The next plots can be about a bunch of stuff:

  • Why is this horrible person, this threat to the kingdom’s line of succession and war criminal who is supposed to be locked away in the dark… why is he running the prison?
  • What repercussions will there be from the jailbreak either in the form of officials looking for the PC’s or the countryside filled with horrible super-criminals?  Both?
  • If the PC’s deliver the Prince, what’s going to happen?  Is the whole thing a ruse by the Prince’s followers on the outside to raise him to power?  Is it a ruse by the royal family to kill him, now that he’s no longer safely locked away?  How are the PC’s seen in this?

And a big one:

What is life like now, for the PC’s?  Personally?  They’ve been in a dark place.  The world should be rich and vibrant in ways they never appreciated.  Describe how good food tastes.  How heady the ale is.  How pretty the girls are.  How warm the sun is.  How cool the breeze.  How the chatter of men laughing at a joke in the inn is uplifting.

In my game, the PC’s did this as a service to their city-state–an act of Mossad-cheering-crowdlike national duty–they’re coming home (far too late, but welcome) to a hero’s return.

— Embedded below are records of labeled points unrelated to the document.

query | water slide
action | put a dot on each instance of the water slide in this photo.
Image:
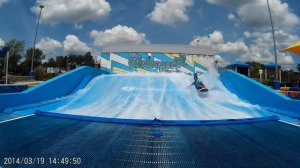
(161, 98)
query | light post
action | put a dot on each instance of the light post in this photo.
(37, 27)
(275, 49)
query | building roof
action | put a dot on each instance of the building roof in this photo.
(160, 48)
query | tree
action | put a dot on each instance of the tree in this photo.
(37, 61)
(16, 52)
(255, 66)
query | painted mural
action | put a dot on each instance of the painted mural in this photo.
(121, 62)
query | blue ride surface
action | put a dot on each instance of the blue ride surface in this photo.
(90, 94)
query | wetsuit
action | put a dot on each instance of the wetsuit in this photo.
(198, 84)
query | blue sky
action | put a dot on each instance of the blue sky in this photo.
(236, 30)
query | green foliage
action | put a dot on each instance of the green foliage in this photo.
(255, 66)
(26, 64)
(15, 55)
(40, 73)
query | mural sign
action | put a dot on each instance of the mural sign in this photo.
(139, 62)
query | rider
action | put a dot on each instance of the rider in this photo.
(198, 83)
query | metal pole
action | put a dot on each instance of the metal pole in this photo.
(275, 49)
(7, 57)
(37, 27)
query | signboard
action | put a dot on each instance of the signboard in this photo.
(139, 62)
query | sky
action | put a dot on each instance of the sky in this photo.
(236, 30)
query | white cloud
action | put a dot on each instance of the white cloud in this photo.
(216, 42)
(168, 12)
(117, 35)
(1, 42)
(73, 11)
(231, 16)
(72, 44)
(3, 2)
(255, 13)
(48, 45)
(261, 50)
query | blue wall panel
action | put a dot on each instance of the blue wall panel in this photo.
(56, 87)
(257, 93)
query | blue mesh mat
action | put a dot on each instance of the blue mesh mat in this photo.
(263, 144)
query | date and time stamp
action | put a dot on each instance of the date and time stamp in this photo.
(41, 161)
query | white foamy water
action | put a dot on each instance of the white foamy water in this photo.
(160, 95)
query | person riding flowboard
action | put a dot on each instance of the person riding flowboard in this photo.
(199, 85)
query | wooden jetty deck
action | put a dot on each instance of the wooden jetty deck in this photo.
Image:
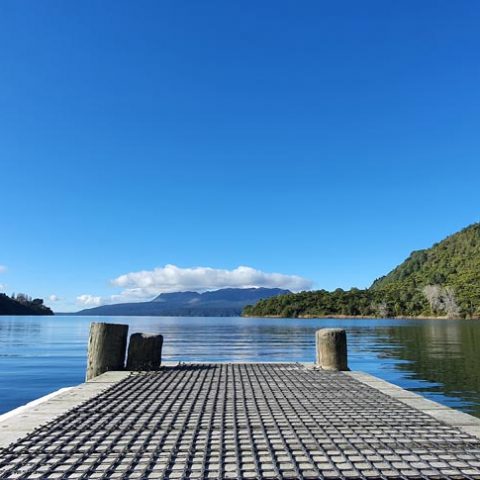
(238, 421)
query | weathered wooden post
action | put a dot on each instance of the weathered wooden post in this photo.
(332, 349)
(106, 348)
(144, 352)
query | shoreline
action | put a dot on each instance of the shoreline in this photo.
(359, 317)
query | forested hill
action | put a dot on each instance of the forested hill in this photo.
(442, 281)
(22, 304)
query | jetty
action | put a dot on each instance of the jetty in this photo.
(239, 421)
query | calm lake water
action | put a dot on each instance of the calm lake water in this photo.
(438, 358)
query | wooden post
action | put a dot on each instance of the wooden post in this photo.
(144, 352)
(106, 348)
(332, 349)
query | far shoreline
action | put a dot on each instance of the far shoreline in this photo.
(359, 317)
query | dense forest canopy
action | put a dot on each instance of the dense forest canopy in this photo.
(442, 281)
(22, 304)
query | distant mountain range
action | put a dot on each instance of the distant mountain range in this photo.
(226, 302)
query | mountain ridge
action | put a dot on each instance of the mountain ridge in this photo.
(221, 302)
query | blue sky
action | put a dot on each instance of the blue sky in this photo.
(325, 140)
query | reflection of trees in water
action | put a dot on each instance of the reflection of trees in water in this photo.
(440, 352)
(13, 330)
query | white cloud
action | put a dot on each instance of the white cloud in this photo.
(170, 278)
(90, 300)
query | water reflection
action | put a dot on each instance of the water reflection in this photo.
(437, 358)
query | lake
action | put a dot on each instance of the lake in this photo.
(438, 358)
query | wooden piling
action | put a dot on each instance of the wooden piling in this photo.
(332, 349)
(144, 352)
(106, 348)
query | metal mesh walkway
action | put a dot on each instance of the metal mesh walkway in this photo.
(245, 421)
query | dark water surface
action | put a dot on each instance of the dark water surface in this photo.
(438, 358)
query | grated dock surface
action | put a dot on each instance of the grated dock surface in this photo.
(243, 421)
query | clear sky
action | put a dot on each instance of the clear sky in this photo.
(325, 140)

Give them a HUGE hand on it.  The respect and adoration of others high up.  They’ll have done something nobody else does… spend five years in hell and live to tell about it.


One thought on “Adventures in the Prison of Dreadhold…

Add yours

  1. I’ve been planning to have my campaign’s final chapter this sort of Prison Break set in Eberron, just not as grim as you’ve plotted, since my players will have already 14th-level characters.

    But man, the descriptions on the environment will be SUPER HELPFUL. Thanks!